The system also includes abstain behavior when evidence coverage is insufficient:
No evidence → no confident answer
This prevents the model from generating highly confident answers without supporting graph evidence.
Frontend Interaction Model
The frontend is designed as an interactive semantic exploration interface rather than a simple chatbot UI.
Users can:
- upload and manage research PDFs
- explore semantic graph structures visually
- inspect extracted entities and relationships
- navigate supporting evidence
- jump directly to highlighted PDF passages
- focus graph traversal based on query results
The interface connects answers, graph nodes, citations, and source passages into a unified exploration workflow.

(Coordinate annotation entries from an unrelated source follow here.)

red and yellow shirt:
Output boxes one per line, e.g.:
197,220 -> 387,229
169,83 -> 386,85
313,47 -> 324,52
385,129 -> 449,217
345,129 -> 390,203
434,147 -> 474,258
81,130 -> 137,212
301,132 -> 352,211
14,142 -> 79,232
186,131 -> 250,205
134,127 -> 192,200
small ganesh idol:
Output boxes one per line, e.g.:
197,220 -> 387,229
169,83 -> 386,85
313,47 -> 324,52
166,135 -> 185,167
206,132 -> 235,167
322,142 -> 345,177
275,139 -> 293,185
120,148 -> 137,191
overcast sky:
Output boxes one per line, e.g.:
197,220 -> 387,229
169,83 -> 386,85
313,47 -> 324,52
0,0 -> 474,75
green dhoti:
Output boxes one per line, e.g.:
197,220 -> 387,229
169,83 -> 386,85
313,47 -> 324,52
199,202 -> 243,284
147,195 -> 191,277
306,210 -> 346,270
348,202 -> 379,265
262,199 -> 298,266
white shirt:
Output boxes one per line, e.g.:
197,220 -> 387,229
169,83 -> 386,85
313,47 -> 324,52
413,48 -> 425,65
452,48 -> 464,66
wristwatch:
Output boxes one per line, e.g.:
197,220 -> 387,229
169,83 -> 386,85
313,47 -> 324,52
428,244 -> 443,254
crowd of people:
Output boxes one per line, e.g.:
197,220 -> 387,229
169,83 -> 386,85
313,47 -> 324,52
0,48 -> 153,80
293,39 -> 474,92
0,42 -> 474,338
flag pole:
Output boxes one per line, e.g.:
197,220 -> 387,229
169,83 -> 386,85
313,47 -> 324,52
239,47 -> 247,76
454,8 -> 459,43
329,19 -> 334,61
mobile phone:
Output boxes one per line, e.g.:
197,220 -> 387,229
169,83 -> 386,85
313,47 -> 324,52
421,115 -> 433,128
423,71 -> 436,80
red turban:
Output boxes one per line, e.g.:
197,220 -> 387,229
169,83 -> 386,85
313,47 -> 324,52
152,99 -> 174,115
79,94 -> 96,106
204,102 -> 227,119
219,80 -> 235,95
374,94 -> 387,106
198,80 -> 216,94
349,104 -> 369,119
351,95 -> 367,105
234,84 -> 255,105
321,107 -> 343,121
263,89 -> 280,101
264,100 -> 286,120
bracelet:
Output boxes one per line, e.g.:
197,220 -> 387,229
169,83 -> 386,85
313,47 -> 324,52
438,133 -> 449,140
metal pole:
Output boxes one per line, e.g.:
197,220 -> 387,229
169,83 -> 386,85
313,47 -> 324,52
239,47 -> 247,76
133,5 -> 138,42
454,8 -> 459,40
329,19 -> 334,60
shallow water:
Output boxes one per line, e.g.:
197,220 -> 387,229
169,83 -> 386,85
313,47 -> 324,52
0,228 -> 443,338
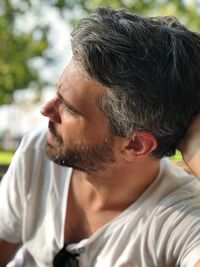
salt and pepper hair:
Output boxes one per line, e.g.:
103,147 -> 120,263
72,7 -> 200,157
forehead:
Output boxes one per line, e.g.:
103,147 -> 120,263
57,60 -> 105,101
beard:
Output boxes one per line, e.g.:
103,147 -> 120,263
46,122 -> 115,172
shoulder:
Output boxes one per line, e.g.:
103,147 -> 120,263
151,160 -> 200,264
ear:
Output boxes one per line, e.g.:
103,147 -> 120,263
124,132 -> 158,161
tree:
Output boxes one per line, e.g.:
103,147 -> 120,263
0,0 -> 200,104
0,0 -> 48,104
51,0 -> 200,31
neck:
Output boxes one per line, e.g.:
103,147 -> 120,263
72,157 -> 160,210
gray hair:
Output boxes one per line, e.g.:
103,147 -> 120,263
72,8 -> 200,157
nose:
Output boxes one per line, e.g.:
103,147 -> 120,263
40,96 -> 61,123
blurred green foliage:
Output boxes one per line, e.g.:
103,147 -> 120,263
50,0 -> 200,31
0,0 -> 200,104
0,0 -> 48,104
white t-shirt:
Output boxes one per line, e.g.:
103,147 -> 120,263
0,130 -> 200,267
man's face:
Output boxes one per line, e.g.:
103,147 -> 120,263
42,61 -> 115,172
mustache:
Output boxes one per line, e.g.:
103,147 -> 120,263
48,121 -> 62,144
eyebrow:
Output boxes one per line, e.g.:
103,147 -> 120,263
57,92 -> 83,116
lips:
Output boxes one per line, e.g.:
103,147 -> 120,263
47,131 -> 58,145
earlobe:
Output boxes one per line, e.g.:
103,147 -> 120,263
124,132 -> 157,161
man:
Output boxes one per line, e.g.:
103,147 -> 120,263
0,8 -> 200,267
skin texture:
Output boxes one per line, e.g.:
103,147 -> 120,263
0,60 -> 199,267
179,115 -> 200,179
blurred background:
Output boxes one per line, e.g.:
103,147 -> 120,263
0,0 -> 200,177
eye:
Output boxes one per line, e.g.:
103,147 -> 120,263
60,100 -> 78,116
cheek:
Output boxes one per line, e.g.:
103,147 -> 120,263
58,118 -> 84,144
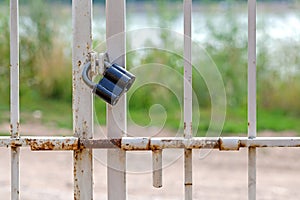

Query results dynamically drive graph focus, allowing semantic relationships and supporting evidence to remain visually connected during exploration.
Engineering Decisions
Why Neo4j
The project is fundamentally relationship-heavy. Neo4j was chosen because semantic traversal, evidence linking, and citation connectivity are central to the retrieval model.
Why Relation Instances Instead of Direct Edges
Simple graph edges cannot carry provenance and evidence properly. Relation instances allow the system to attach citations, confidence, and supporting passages directly to claims.
Why Separate Parsing and Extraction
PDF parsing and semantic extraction are isolated into separate stages so parsing changes do not tightly couple the extraction pipeline to document structure.
Why Graph Retrieval Before LLM Synthesis
The system retrieves and filters evidence before answer generation instead of relying on raw-context prompting. This improves grounding and reduces hallucinated responses.
Why Evidence-First Answering
The retrieval pipeline prioritizes evidence selection and ranking before answer composition so generated responses remain tied to verifiable document context.
Current State
MindMap-AI currently supports:
- academic PDF ingestion
- semantic graph construction
- evidence-grounded query answering
- citation-aware traversal
- graph visualization
- PDF evidence highlighting
- frontend semantic exploration workflows
The project also includes backend tests, frontend component tests, end-to-end smoke tests, and semantic evaluation fixtures for retrieval and answer quality validation.
Future improvements include stronger authentication, upload controls, rate limiting, and more advanced semantic retrieval optimization.